Outperforms traditional methods in dynamic scene rendering

Enables high-quality novel view synthesis from 2D images

Incorporates surface-based representations for high-resolution applications

Abstract

Modeling and rendering of dynamic scenes is challenging, as natural scenes often contain complex phenomena such as thin structures, evolving topology, translucency, scattering, occlusion, and biological motion. Mesh-based reconstruction and tracking often fail in these cases, and other approaches (e.g., light field video) typically rely on constrained viewing conditions, which limit interactivity. We circumvent these difficulties by presenting a learning-based approach to representing dynamic objects inspired by the integral projection model used in tomographic imaging. The approach is supervised directly from 2D images in a multi-view capture setting and does not require explicit reconstruction or tracking of the object. Our method has two primary components: an encoder-decoder network that transforms input images into a 3D volume representation, and a differentiable ray-marching operation that enables end-to-end training.

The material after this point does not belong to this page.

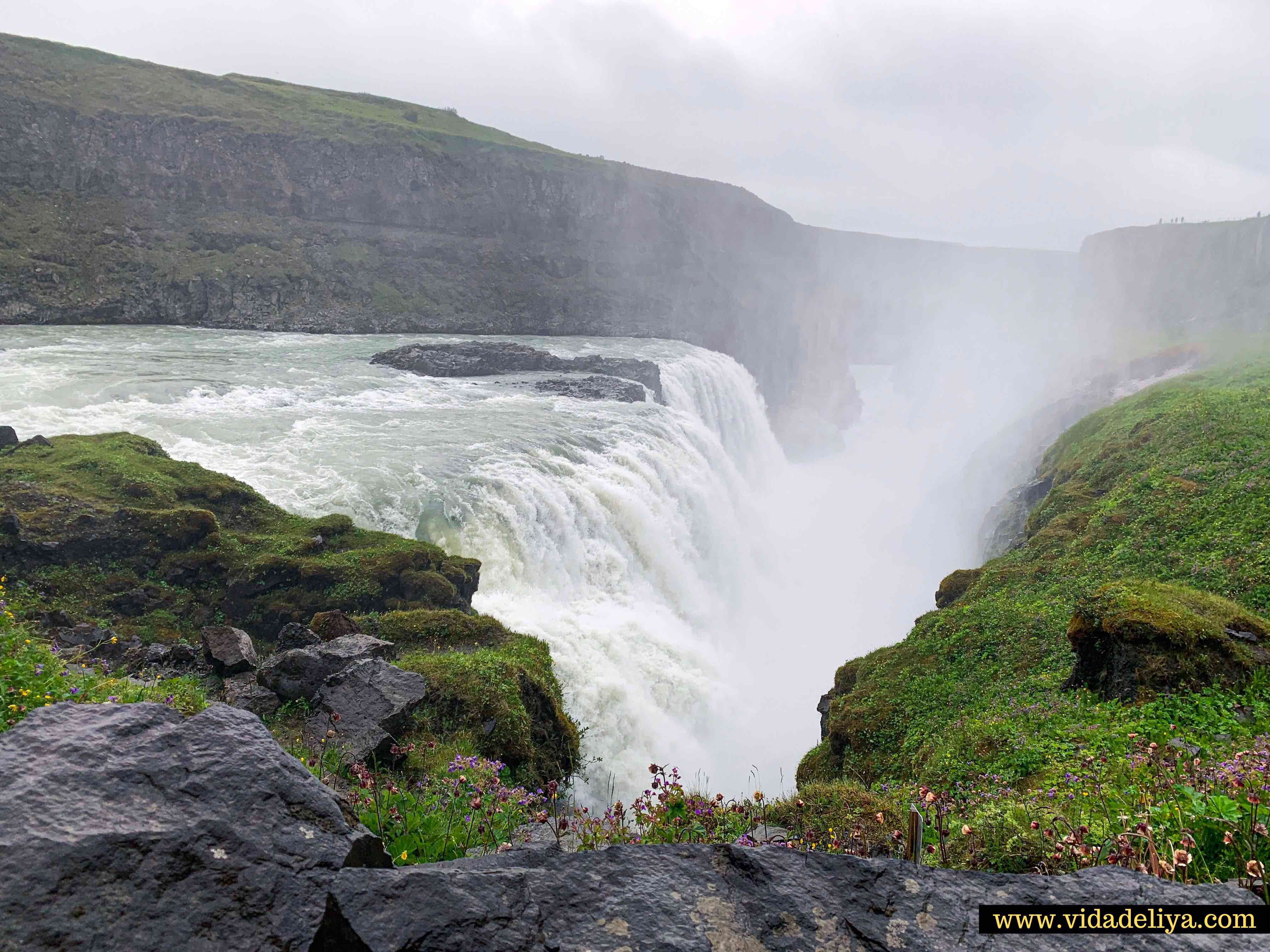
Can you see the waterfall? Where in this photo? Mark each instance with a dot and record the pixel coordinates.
(637, 540)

By virtue of its 3D representation, our construction extrapolates better to novel viewpoints compared to screen-space rendering techniques. The encoder-decoder architecture learns a latent representation of a dynamic scene that enables us to produce novel content sequences not seen during training. To overcome memory limitations of voxel-based representations, we learn a dynamic irregular grid structure implemented with a warp field during ray-marching. This structure greatly improves the apparent resolution and reduces grid-like artifacts and jagged motion. Finally, we demonstrate how to incorporate surface-based representations into our volumetric-learning framework for applications where the highest resolution is required, using facial performance capture as a case in point.